Chessman
Your advice to Sid, doesn’t go far enough. As Sid recognized what we have here is the old argument between Zeno and Parmenides vs. Aristotle. The concepts in question then were infinity, infinitesimals, and continuity. Zeno’s paradoxes argue that if space is continuous, there can’t be motion because even after an infinite number of divisions there would still be that pesky infinitesimal left over. Aristotle won the argument because obviously there was motion and the continuity of space was intuitively obvious. Guess what? Aristotle used the same ‘potential infinity’ argument (he claimed ‘actual infinity did not exist’) that MOM is using; it was picked up by Thomas Aquinas so in a sense the dismissal of an ‘actual infinity’ became imbedded in Catholic philosophy. I suspect that this may be MOM’s reason for arguing his particular point. And you know what, they are correct relative to Sid’s argument. The set of rational numbers (ratios of integers, fractions) is only ‘potentially infinite’.
However, mathematicians overcame the problem of the infinitesimal through the use of limits.

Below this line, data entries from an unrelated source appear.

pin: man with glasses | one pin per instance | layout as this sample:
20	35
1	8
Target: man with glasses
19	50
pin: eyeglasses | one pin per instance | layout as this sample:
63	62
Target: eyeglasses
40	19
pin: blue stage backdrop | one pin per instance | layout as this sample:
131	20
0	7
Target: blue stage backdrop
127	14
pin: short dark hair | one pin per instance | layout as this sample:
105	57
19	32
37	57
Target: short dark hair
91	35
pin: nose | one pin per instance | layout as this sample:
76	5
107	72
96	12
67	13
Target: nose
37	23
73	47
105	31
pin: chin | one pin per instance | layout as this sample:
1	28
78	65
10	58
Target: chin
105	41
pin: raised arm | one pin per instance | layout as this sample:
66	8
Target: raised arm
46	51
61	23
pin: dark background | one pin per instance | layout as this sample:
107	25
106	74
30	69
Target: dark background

Newton and Leibniz made use of the infinitesimal factor ‘dx’ to develop calculus. But ‘dx’ is a sticky little bugger because it is big enough to divide by and small enough to ignore. This problem was refined, but not eliminated by Cauchy and Weierstrass using the epsilon/delta trick. It wasn’t until Dedekind rigorously defined the set of irrational numbers and Cantor showed that the set of irrationals has a greater cardinality (aleph-1) than the cardinality (aleph-0) of the set of rationals that it could be argued that space is continuous because it is composed of an ACTUAL infinity of points. The mathematical argument rests on the idea of denumerability (can be counted).The rationals are denumerable; the irrationals are not.
Sid should frame his argument around Aleph-1. Time, if assumed to be continuous, can be finite with respect to extension and infinite with respect to divisibility. However, there is no doubt in my mind, from previous discussions with MOM that he will not concede. He will continue to wield his ‘ontological one’ until hell freezes over in the same manner that Kronecker (a great mathematician in his own right), who is credited with the statement, “God made the integers, man made all the rest”, fought Cantor without concession. I understand MOM’s argument, but I think he is ruling out the idea that if you proceed with divisibility eventually you will arrive at a ‘point’. It could be a ‘point’ in time or a ‘point’ in space and since science in there persistent granulation of matter will eventually arrive at ‘points’ of space —what could ‘string’ or quarks be made of— we will find that matter is substantially spatial.
My suggestion: SID, ask MOM these questions: do you consider space to be real? If so, then do you consider space to be continuous? And if you believe space to be continuously real, do you accept the mathematical assumption that space is composed of points and every point can be represented by a number and for every number there is a point? If the answer is yes to all, then space is demonstrably both real and ACTUALLY infinite If answering no to any of the questions; then the alternative is my personal belief: namely that the space that gives dimensionality to our universe, without which there can be no objective reality, is discrete.
Yppop